[Illustration: ROMAN CLOCK.]
Arcadius died in 408, leaving a young son, called Theodosius II., in the care of his elder sister Pulcheria, under whom the Eastern Empire lay at peace, while the miseries of the Western went on increasing. New Emperors were set up by the legions in the distant provinces, but were soon overthrown, while Honorius only remained at Ravenna by the support of the kings of the Teuton tribes; and as he never trusted them or kept faith with them, he was always offending them and being punished by fresh attacks on some part of his empire, for which he did not greatly care so long as they let him alone.
Ataulf died in Spain, and Placidia came back to Ravenna, where Honorius gave her in marriage to a Roman general named Constantius, and she had a son named Valentinian, who, when his uncle died after thirty-seven years of a wretched reign, became Emperor in his stead, under his mother’s guardianship, in 423.
Two great generals who were really able men were her chief supporters—Boniface, Count or Commander of Africa; and Aetius, who is sometimes called the last of the Romans, though he was not by birth a Roman at all, but a Scythian. He gained the ear of the Empress Placidia, and persuaded her that Boniface wanted to set himself up in Africa as Emperor, so that she sent to recall him, and evil friends assured him that she meant to put him to death as soon as he arrived. He was very much enraged, and though St. Augustine, now an old man, who had long been Bishop of Hippo, advised him to restrain his anger, he called on Genseric, the chief of the Vandals, to come and help him to defend his province.
[Illustration: SPANISH COAST.]
The Vandals were another tribe of Teutons—tall, strong, fair-haired, and much like the Goths, and, like them, they were Arians. They had marauded in Italy, and then had followed the Goths to Spain, where they had established themselves in the South, in the country called from them Vandalusia, or Andalusia. Their chief was only too glad to obey the summons of Boniface, but before he came the Roman had found out his mistake; Placidia had apologized to him, and all was right between them. But it was now too late; Genseric and his Vandals were on the way, and there was nothing for it but to fight his best against them.

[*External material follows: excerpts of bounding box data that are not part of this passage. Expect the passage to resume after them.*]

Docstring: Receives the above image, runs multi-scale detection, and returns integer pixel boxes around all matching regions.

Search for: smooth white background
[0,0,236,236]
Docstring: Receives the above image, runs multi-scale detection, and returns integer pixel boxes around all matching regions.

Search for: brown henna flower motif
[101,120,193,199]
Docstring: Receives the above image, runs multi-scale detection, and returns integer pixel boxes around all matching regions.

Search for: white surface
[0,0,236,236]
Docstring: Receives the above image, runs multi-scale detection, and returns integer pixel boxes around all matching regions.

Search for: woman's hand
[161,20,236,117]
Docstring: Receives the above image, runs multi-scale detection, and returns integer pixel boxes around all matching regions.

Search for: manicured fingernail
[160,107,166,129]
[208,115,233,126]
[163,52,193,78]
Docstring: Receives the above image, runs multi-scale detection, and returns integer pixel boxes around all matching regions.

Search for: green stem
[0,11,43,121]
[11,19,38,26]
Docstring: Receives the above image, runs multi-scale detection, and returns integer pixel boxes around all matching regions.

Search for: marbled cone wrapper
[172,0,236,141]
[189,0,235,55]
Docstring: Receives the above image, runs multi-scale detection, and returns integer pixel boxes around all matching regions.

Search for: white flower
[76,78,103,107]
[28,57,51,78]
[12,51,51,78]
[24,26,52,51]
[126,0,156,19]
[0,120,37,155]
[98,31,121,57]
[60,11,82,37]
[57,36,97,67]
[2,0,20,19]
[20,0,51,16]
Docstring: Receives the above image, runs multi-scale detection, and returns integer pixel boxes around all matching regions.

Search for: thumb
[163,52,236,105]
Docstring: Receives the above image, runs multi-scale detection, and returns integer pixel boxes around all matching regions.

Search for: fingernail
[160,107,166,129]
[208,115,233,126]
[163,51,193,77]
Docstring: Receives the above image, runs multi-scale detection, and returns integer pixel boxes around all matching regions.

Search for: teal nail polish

He could not save Carthage, and, though he made the bravest defence in his power, he was driven into Hippo, which was so strongly fortified that he was able to hold it out a whole year, during which time St. Augustine died, after a long illness. He had caused the seven penitential Psalms to be written out on the walls of his room, and was constantly musing on them. He died, and was buried in peace before the city was taken. Boniface held out for five years altogether before Africa was entirely taken by the Vandals, and a miserable time began for the Church, for Genseric was an Arian, and set himself to crush out the Catholic Church by taking away her buildings and grievously persecuting her faithful bishops.